At the end of Term One, you would have received your child’s Academic Progress Report and been invited to meet their teachers at the Parent-Student-Teacher Conferences at Australian International School Vietnam. At these conferences, you would have heard of your child’s strengths as well as areas of possible improvement in each subject. Now that you know how your child can improve, it is important to work with them to devise achievable goals and help set realistic expectations. Along with realistic expectations, helping your child develop SMART (Specific, Measurable, Attainable, Realistic, Timely) goals will greatly assist them become successful in their studies.
So how does goal setting, expectations and success relate to education? First, we need to define what we mean by success. For most educators, academic success is not about gaining a particular grade. Rather, it involves a student achieving realistic goals and performing to their potential. Under this definition the highly able student who is capable of scoring an A* but whose work ethic is poor and scores a ‘C’ grade has not been successful, whereas the average student who has a positive attitude and is hard-working and gains a ‘C’ grade has. Expecting the average student to get an A*, and judging them a failure when they don’t, is both unrealistic and unfair. As the Secondary Principal of the leading international school in Vietnam, and a parent myself, when I look at a school report the thing I place most value on are the grades and comments that relate to attitude and effort.

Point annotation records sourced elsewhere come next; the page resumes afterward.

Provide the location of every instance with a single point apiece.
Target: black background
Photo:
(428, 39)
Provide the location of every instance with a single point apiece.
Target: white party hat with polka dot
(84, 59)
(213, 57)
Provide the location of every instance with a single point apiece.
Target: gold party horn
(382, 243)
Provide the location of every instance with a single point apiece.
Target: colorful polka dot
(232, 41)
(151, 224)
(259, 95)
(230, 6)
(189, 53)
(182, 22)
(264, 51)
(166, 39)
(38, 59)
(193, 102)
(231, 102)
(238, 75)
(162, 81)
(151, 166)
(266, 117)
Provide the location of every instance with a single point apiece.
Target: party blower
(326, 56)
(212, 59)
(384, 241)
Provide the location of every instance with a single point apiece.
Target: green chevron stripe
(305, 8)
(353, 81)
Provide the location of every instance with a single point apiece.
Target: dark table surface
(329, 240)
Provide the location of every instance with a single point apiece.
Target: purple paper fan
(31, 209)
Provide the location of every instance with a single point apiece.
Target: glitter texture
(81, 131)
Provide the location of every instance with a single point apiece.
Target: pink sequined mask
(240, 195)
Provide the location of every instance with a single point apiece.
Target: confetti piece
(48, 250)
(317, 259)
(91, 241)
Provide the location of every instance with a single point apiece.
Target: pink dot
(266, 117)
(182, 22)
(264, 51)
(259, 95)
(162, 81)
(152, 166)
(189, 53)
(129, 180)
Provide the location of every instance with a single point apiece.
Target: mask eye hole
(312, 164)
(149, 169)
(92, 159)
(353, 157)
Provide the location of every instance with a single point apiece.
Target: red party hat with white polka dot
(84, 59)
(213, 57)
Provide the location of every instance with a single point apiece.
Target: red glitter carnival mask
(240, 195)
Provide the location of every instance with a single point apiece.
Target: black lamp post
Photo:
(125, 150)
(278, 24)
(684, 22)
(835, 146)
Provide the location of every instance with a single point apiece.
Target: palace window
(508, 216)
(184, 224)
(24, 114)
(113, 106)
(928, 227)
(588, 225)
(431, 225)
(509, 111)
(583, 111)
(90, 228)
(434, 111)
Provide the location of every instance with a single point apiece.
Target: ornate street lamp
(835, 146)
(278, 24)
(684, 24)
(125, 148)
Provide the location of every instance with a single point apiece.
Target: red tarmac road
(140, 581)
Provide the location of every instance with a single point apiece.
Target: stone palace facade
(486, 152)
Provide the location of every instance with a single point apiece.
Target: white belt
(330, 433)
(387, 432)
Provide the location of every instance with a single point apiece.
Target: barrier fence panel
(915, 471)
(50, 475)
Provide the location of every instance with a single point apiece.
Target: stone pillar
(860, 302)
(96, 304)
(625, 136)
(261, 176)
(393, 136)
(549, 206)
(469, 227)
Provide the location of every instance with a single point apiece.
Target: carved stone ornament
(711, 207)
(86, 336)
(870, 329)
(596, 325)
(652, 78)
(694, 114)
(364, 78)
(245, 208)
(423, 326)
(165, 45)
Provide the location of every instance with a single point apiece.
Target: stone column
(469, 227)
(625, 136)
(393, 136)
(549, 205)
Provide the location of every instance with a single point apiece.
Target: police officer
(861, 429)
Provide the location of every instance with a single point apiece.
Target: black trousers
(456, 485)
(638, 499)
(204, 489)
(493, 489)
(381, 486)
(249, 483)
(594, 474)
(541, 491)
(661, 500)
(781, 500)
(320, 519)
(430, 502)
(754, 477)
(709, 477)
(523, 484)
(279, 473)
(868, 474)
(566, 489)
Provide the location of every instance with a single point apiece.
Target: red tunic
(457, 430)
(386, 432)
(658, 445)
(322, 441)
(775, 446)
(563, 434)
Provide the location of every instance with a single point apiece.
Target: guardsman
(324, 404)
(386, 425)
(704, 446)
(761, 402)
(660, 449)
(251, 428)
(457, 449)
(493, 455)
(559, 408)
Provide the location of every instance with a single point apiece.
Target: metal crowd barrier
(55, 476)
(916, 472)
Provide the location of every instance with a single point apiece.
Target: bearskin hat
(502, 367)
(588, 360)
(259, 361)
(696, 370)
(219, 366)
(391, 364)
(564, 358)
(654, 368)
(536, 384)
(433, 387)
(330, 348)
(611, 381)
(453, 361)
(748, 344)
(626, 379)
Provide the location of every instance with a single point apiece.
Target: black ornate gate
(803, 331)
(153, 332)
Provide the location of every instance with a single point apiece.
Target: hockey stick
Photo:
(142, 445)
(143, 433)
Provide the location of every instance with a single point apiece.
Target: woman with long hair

What is key here is that the expectations of parents, teachers and of the students themselves, are realistic. However, when people have unrealistic expectations – and, again, this can sometimes be the students themselves - this creates undue pressure to perform which often has negative consequences. Forcing students to do hours and hours of extra study (which is often unfocused and therefore unproductive), or chastising or punishing students who are deemed to have gained poor results, is generally demotivating and creates performance anxiety, and can even lead to depression. The sad irony is that this sometimes results in a decrease of performance, not the desired improvement.
By contrast, when expectations about student achievement are realistic students are not under undue pressure and can concentrate on the process, stay positively focused and motivated and achieve successful outcomes. American sports coach Jim Harbaugh summed it up well when he suggested ‘Realistic expectations …are that we are going to be better today than we were yesterday, be better tomorrow than we were today. That’s the plan for success’.